If the special dividends flow – and Hamson is also confident they will – then distributions will climb again.
Still, Hamson is no fan of the Labor proposal. He says around 10 per cent of his investor base would be affected, but the best case study he has to argue against the proposal is his late mother, who passed away last year.
Her annual income of $30,000 was high enough to mean she didn’t qualify for the pension, but not so high that she could afford the $8000 hit that Hamson estimates she would have faced under the Labor policy.
“She would have lost 28 per cent of her income, and she wasn’t a wealthy woman,” Hamson says.
He also points out that the case study shows the policy may hit women harder than men, given they tend to live longer.

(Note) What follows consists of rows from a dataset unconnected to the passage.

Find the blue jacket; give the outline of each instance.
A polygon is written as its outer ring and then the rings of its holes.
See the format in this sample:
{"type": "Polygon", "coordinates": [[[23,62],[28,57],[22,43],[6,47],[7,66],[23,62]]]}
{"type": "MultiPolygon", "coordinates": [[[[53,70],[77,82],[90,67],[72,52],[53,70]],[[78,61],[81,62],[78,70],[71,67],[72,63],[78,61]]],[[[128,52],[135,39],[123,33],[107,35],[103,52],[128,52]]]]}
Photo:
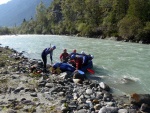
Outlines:
{"type": "Polygon", "coordinates": [[[89,55],[78,54],[77,56],[82,58],[82,65],[83,66],[88,65],[88,63],[90,61],[90,56],[89,55]]]}
{"type": "Polygon", "coordinates": [[[50,54],[50,60],[52,61],[53,58],[53,50],[51,48],[45,48],[42,52],[42,56],[46,57],[48,54],[50,54]]]}
{"type": "Polygon", "coordinates": [[[70,72],[74,72],[75,71],[75,68],[71,65],[69,65],[68,63],[55,63],[53,65],[53,68],[58,68],[60,67],[60,70],[61,71],[70,71],[70,72]]]}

Hamson doesn’t expect Labor to back away from the policy – a fair bet given Bowen’s declaration that Labor would see victory in the federal poll as giving it a mandate for its tax changes.
But he’s more confident that cross bench senators will oppose the changes given the level of anger, particularly among older voters.
“A lot of the cross bench senators understand this now. This is a pretty contentious issue.”
But Hamson also suggests a middle ground might be possible in the form of a cap on the amount of refunds that an individual could claim. He suggests a $10,000 or $15,000 limit might go some way to cooling the concern around the policy.
“If people begrudge that for someone like my mother, then they need to get a life. That makes a huge difference for these people.”
Millner and Culbert believe the cap would need to be higher than that, but they also see a Labor backdown as unlikely.
The Coalition isn’t going to let the issue fade. On Wednesday, Liberal MP Tim Wilson announced the House of Representatives Standing Committee on Economics will hold another round of public hearings into the Labor policy next month.
The hearings in Merimbula, Bondi and Chatswood will take the number of public sessions held to 11, with further sessions almost certain.
The inquiry is starting to look like Bob Dylan’s Never Ending Tour, which would share a similar grey-haired audience.